Geçtiğimiz ay başlayan Dedeağaç konuşlanması ABD’nin bugüne dek Yunanistan’daki en büyük askeri yığınağı. Yunanistan medyası Türkiye sınırına çok yakın bir kasaba olan Dedeağaç’a yapılan devasa askeri sevkiyatı ABD’nin Bulgaristan, Romanya ve diğer Balkan ülkeleri ile Ukrayna’yı kapsayacak büyük bir tatbikat amacıyla gerçekleştirildiğini yazdı.

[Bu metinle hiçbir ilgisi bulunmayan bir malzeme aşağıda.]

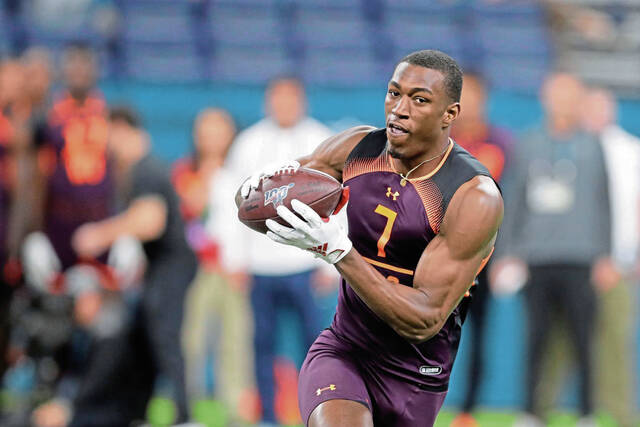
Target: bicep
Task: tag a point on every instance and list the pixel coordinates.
(455, 256)
(330, 155)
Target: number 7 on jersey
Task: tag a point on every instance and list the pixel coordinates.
(386, 233)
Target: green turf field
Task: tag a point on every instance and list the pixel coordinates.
(212, 414)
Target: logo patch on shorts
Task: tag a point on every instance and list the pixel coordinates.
(430, 370)
(331, 387)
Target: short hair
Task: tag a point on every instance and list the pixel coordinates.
(285, 78)
(80, 46)
(439, 61)
(126, 114)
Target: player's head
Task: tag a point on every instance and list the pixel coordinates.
(213, 133)
(37, 65)
(562, 95)
(128, 141)
(599, 110)
(79, 68)
(423, 100)
(285, 101)
(473, 99)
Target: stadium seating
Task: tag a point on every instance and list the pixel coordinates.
(333, 42)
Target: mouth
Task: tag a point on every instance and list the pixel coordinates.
(396, 130)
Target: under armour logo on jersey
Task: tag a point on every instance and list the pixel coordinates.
(277, 195)
(331, 387)
(390, 194)
(320, 249)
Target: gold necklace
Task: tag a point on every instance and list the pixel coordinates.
(405, 177)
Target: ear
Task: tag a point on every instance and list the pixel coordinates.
(450, 114)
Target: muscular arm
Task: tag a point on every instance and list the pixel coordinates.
(331, 154)
(446, 268)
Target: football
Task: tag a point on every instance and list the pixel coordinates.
(317, 189)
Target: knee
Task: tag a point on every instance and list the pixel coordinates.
(341, 413)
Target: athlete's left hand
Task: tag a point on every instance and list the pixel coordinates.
(326, 238)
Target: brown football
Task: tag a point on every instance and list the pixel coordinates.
(320, 191)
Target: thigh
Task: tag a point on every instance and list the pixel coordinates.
(397, 401)
(329, 373)
(579, 300)
(421, 409)
(340, 413)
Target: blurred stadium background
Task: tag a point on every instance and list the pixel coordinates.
(172, 58)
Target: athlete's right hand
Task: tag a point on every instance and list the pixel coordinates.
(41, 264)
(270, 170)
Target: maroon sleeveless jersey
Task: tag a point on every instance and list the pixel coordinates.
(391, 222)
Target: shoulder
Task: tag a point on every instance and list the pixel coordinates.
(331, 155)
(474, 215)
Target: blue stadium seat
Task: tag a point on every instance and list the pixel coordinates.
(516, 73)
(245, 4)
(245, 28)
(321, 29)
(428, 9)
(513, 11)
(411, 33)
(344, 68)
(161, 62)
(531, 39)
(249, 65)
(157, 27)
(326, 4)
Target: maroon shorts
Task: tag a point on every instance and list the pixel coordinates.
(333, 371)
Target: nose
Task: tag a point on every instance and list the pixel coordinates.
(401, 109)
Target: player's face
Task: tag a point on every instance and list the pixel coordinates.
(417, 109)
(79, 71)
(286, 102)
(214, 134)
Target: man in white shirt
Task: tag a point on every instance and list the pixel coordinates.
(614, 276)
(281, 276)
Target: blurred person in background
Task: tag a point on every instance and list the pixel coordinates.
(492, 146)
(149, 211)
(286, 133)
(217, 315)
(38, 78)
(11, 115)
(615, 276)
(74, 163)
(557, 227)
(20, 188)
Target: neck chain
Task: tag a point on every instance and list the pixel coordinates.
(405, 177)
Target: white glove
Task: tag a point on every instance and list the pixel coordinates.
(270, 170)
(327, 239)
(41, 264)
(128, 260)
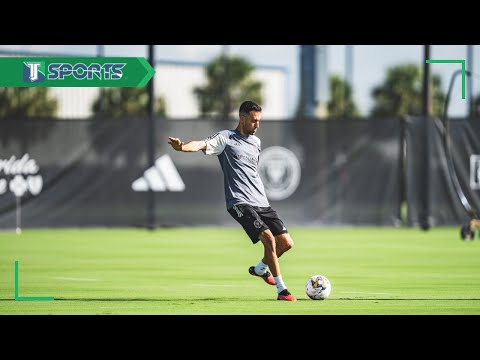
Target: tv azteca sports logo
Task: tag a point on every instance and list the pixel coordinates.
(34, 72)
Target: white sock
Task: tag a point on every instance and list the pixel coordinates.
(261, 268)
(280, 284)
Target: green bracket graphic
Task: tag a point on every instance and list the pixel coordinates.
(452, 62)
(34, 298)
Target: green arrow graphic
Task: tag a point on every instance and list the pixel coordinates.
(74, 72)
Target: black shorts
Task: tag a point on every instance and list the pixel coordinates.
(254, 220)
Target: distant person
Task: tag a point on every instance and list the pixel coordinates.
(238, 151)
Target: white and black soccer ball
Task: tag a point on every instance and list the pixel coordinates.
(318, 287)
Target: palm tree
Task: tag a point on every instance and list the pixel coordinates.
(401, 93)
(229, 83)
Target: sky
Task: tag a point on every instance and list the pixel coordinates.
(370, 63)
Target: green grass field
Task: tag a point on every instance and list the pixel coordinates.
(205, 271)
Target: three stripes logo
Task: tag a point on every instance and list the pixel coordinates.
(163, 176)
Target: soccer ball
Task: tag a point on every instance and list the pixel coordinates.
(318, 287)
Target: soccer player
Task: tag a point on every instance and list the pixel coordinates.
(238, 151)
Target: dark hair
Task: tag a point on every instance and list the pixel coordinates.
(248, 106)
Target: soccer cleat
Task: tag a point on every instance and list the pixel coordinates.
(285, 295)
(267, 277)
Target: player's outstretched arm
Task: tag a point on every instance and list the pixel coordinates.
(192, 146)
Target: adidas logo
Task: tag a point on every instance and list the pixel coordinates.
(163, 176)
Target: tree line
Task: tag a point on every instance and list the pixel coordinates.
(230, 81)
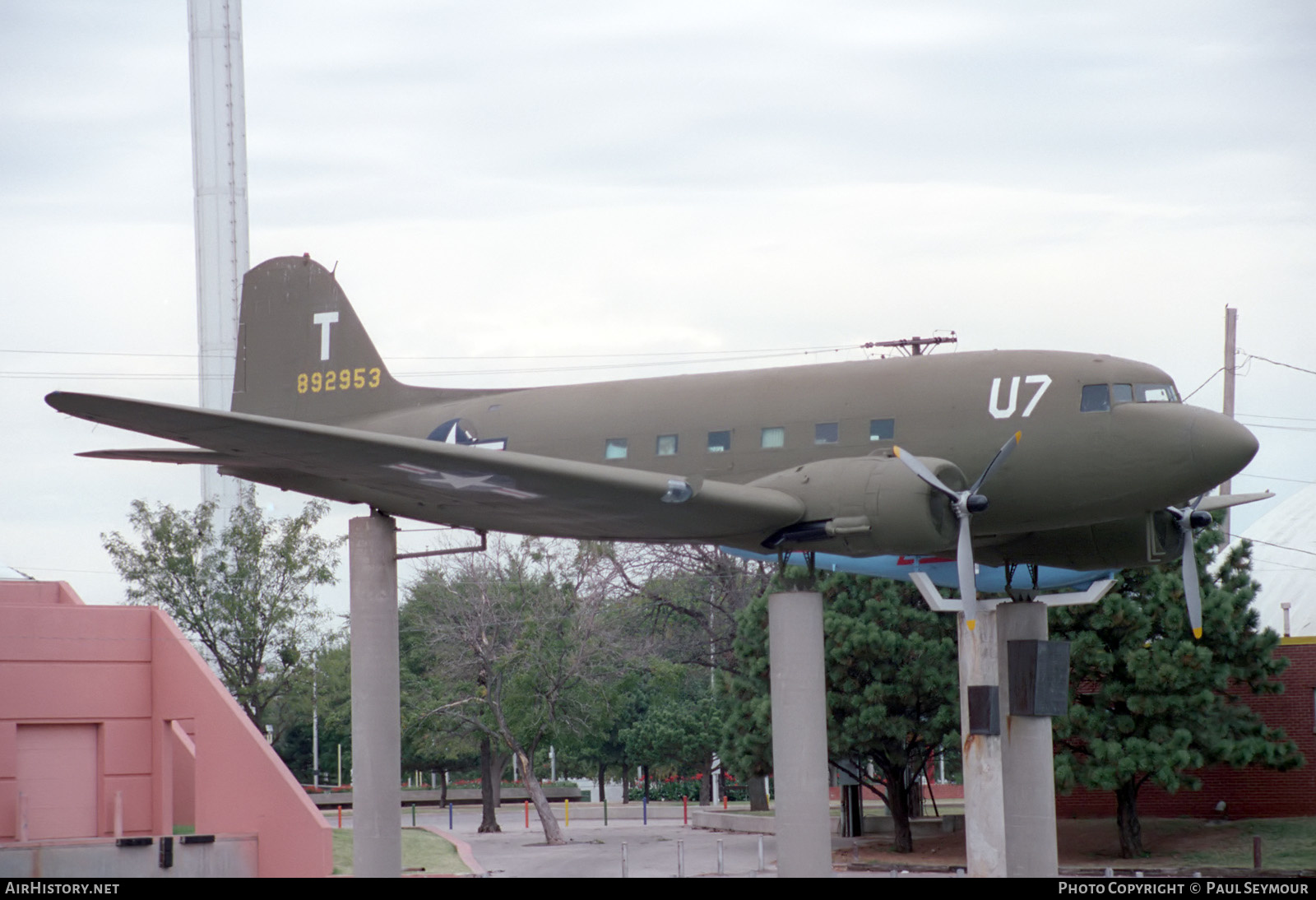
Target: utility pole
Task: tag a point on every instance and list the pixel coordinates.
(1230, 355)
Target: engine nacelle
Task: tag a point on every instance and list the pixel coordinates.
(868, 505)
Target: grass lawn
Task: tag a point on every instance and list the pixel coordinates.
(420, 851)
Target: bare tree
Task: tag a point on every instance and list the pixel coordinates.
(693, 592)
(519, 647)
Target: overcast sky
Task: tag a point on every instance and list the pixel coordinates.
(559, 180)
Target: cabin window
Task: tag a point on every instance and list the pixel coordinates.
(1096, 397)
(882, 429)
(1155, 394)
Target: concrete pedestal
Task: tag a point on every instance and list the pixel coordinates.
(375, 704)
(1010, 781)
(985, 803)
(799, 735)
(1028, 768)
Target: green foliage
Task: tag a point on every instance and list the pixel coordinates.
(328, 687)
(892, 686)
(245, 594)
(679, 726)
(1148, 702)
(892, 674)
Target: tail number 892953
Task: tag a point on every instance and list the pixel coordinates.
(339, 379)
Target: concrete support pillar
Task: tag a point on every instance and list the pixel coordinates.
(985, 805)
(1028, 770)
(799, 735)
(375, 706)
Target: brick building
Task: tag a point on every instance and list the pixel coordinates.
(1250, 792)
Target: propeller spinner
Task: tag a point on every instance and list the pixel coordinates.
(965, 503)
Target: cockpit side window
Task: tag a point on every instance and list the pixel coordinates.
(1096, 397)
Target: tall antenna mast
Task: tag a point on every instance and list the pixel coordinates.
(219, 179)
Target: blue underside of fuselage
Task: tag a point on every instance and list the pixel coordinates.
(941, 571)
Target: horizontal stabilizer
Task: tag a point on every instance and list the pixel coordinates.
(179, 456)
(447, 483)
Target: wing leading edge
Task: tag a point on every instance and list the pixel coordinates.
(445, 483)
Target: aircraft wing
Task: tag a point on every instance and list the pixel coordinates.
(447, 483)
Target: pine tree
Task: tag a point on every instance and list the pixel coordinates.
(892, 687)
(1152, 704)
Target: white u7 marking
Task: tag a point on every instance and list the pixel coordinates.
(324, 322)
(1008, 410)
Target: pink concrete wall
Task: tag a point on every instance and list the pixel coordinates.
(133, 674)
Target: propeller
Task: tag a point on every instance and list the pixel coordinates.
(1190, 520)
(965, 503)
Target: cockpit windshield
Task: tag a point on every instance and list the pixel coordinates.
(1099, 397)
(1155, 394)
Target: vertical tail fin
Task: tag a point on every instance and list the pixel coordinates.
(303, 353)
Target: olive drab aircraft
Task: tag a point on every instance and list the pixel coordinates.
(1091, 462)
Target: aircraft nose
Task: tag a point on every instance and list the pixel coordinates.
(1221, 447)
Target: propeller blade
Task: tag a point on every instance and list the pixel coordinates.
(965, 564)
(924, 472)
(1191, 590)
(1191, 584)
(1002, 456)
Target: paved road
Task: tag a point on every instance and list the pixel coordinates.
(595, 849)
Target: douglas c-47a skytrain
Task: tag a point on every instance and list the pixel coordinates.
(1091, 462)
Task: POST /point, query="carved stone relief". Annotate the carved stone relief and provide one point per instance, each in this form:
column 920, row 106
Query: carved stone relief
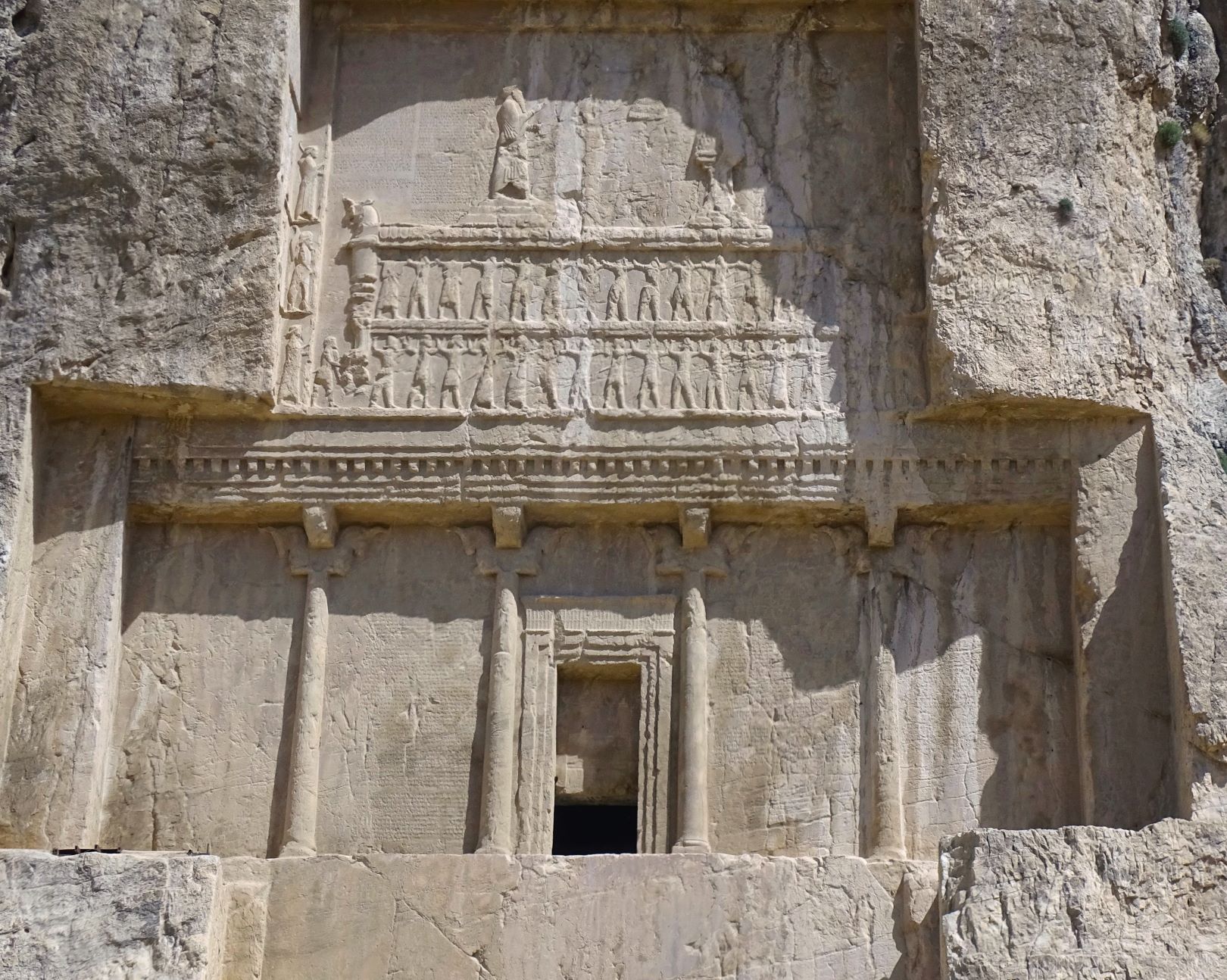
column 542, row 303
column 595, row 633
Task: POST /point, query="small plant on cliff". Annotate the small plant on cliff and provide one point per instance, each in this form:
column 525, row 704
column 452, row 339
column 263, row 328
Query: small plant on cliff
column 1169, row 133
column 1179, row 37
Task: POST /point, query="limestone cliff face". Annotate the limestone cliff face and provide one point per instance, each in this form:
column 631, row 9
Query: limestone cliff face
column 142, row 145
column 983, row 585
column 1110, row 307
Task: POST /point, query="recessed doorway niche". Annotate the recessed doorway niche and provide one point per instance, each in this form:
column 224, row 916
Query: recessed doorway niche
column 597, row 780
column 597, row 725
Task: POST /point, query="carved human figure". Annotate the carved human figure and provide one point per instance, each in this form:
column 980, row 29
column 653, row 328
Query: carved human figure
column 420, row 384
column 649, row 386
column 682, row 301
column 518, row 373
column 591, row 275
column 420, row 291
column 302, row 276
column 615, row 382
column 510, row 174
column 681, row 395
column 716, row 395
column 748, row 384
column 522, row 292
column 449, row 292
column 484, row 394
column 551, row 296
column 718, row 307
column 328, row 374
column 311, row 180
column 383, row 372
column 579, row 398
column 449, row 393
column 389, row 290
column 754, row 301
column 649, row 296
column 484, row 296
column 777, row 360
column 617, row 302
column 548, row 373
column 813, row 394
column 291, row 388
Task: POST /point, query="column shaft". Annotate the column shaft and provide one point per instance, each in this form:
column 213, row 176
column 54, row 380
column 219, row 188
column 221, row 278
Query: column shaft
column 692, row 791
column 884, row 741
column 497, row 802
column 303, row 790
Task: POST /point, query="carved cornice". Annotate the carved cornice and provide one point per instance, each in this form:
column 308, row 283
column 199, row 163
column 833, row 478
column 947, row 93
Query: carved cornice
column 221, row 475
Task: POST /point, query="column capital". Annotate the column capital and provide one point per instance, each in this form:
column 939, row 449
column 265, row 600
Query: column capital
column 302, row 558
column 508, row 524
column 494, row 558
column 675, row 558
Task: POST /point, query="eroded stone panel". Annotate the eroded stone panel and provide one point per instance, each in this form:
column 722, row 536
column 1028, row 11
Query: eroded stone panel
column 210, row 627
column 981, row 637
column 785, row 691
column 400, row 767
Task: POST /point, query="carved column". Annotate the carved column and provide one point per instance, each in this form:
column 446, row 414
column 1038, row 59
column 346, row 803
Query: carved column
column 502, row 557
column 694, row 560
column 314, row 552
column 881, row 712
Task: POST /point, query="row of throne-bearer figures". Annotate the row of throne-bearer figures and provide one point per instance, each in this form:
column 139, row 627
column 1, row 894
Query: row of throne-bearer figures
column 691, row 292
column 576, row 374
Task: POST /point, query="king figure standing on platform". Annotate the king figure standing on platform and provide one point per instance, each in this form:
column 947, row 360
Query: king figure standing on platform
column 510, row 177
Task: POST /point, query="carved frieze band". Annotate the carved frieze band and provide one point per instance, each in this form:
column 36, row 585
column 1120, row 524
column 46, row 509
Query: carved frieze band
column 237, row 475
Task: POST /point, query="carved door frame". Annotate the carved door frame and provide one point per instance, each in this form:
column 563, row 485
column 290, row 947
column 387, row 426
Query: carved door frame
column 603, row 631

ABD ve Yunanistan ikili ilişkilerini “Karşılıklı Savunma İşbirliği Anlaşması’nı” yenileyecek daha derin bir aşamaya taşıdılar. ABD Dışişleri Bakanı Blinken, anlaşma törenini takiben Yunanistan’ı bölgedeki istikrarın temel sacayağı olarak tanımladı. Yunanistan’ın içinde yer aldığı AB, NATO ittifakı içinde yerini, önemini artıracak bir başka adım bundan birkaç ay önce Fransa tarafından atılmıştı. Fransa, Yunanistan’a hava üstünlüğü sağlayacak Rafale jetlerini satışını duyurmuş, keza Birleşik Arap Emirlikleri ile de Girit’te BAE jetlerinin eğitimine başlanmıştı. Geride bıraktığımız 11 ayda, tabiri caiz ise Türkiye’nin son dönemde sorun yaşadığı ne kadar ülke varsa birbiri ardına Yunanistan’ın yardımına, yanına koşulan bir 2021 yaşandı.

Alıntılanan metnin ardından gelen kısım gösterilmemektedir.